From time to time, over the next year, I worried about it. Yet I felt there was not much I could do. I enrolled Ethan in a karate class, which he seemed to enjoy, but when I suggested he sign up for little league, his answer was the same as it had been the spring before: “Maybe next year.”
Then, towards the end of second grade, something shifted. I was sitting in the park with Ethan for the first time in a while. He’d run off to play on the swings and I was engrossed in a novel. All of a sudden, he called to me.
“Look, Mom!”
I glanced up to find him standing on top of the tunnel, arms akimbo. He proceeded to do a little dance from his high perch to show just how steady on his feet he was. I stared in amazement as he performed one acrobatic feat after another. He swung from pole to pole. He hung upside down. All with a confidence and verve I didn’t recognize. I knew Ethan spent time in the park during recess and after school while I was at work. Somewhere in there, I’d missed the process, but he’d found his way. He was truly comfortable in his body.
Ethan’s karate class ended each year with a special family event. Parents were invited out onto the floor to spar with their children. For the first two years, I’d managed to avoid it. Richard had arranged his schedule to be able to attend with Ethan. But in Ethan’s third year, Richard was away on a business trip. I told Ethan I’d stay to watch the class but I wasn’t comfortable getting out there and trying karate.
He pleaded, using his secret weapon: a head-tilted, wide-eyed puppy face. He won.
At forty two, I felt the same awkward, self consciousness I had felt in gym class when I was twelve. I hated attempting the kicks and punches in front of an audience, but it was important to Ethan so I did it anyway. Stumblingly, ungracefully, I did my best to spar with my boy. Afterward, Master Rob, Ethan’s teacher, approached me.
“You were really brave out there,” he said. “That was such a great thing you did.”
His response surprised me and, for a few minutes, I felt pretty good.
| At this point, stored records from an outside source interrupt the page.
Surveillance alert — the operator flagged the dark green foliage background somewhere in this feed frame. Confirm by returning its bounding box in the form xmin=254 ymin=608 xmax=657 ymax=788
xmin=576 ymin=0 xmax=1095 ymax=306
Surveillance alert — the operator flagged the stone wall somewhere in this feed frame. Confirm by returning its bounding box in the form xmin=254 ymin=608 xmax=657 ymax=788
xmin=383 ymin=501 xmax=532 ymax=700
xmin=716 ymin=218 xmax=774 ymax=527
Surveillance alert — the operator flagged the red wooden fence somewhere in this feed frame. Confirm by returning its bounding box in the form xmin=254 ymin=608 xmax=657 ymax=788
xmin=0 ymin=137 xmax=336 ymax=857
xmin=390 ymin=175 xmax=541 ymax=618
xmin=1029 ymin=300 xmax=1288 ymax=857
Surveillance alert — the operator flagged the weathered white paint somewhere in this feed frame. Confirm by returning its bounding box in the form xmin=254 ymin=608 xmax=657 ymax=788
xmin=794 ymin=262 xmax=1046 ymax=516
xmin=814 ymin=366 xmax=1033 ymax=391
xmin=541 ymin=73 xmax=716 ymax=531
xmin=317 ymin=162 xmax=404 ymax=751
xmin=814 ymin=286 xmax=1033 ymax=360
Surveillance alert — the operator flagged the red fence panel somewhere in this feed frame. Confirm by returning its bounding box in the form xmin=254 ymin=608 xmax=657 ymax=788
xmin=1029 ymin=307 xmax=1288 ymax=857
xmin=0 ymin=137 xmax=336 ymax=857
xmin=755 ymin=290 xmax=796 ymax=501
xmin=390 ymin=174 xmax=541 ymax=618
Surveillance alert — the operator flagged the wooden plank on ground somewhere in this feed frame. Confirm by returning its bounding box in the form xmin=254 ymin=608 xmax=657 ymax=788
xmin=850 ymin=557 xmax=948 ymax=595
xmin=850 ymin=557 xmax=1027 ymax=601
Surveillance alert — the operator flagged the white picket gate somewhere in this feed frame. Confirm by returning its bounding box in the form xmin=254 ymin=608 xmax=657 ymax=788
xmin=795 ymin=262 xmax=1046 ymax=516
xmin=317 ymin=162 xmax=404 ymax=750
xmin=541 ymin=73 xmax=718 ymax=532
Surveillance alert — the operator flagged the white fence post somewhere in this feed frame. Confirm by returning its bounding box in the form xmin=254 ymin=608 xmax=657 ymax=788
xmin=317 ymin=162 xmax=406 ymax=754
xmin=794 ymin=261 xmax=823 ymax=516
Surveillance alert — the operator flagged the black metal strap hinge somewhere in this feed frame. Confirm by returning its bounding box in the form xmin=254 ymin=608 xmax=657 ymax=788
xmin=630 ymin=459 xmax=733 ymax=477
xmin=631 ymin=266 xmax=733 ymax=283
But by the time I got home, something about his comment had begun to trouble me.
That night, I called my boyfriend, Dan. I knew that, being blind, he’d had many similar experiences.
“Ethan’s karate teacher is a fireman,” I told him. “Yet here he is calling me brave.”
Dan was able to articulate what I couldn’t. “He would find it easier to run into a burning building than to stand out as different.”
* * *
A few weeks later, we visited Dan in Philadelphia.
“I want to play catch,” Ethan said, after we’d spent the morning on the front porch, helping Dan put Braille labels on his C.D. collection.
“Okay,” Dan agreed. The two of us followed him into the backyard.
I wasn’t sure how this was going to work, but Ethan and Dan figured out pretty quickly how to adapt the game. Ethan called out to let Dan know where he was and Dan threw the ball to him. Then, instead of throwing, Ethan rolled the ball back to Dan.
I thought about Ethan’s karate class, how embarrassed I felt in my different-moving body. And now watching my loved ones play ball in their own unique way, I realized that was a choice I was making. It’s not about bravery. It’s simply a matter of self acceptance. Dan had to do a lot of things differently; yet he moved with ease and self assurance in the body he’d been given. There were areas in my life where that was true of me, too. Dancing free style. Making love. I didn’t have to let sports intimidate me.
I had begun the game as Dan’s assistant, handing the ball to him so he wouldn’t have to feel around for it. Suddenly, I wanted to play.
“Roll it to me,” I called to Ethan.
Smiling, he obliged.
I threw it into his waiting hands.
“Hey, you have a good arm,” he said, surprised.
I grinned back at him. “I do, don’t I?”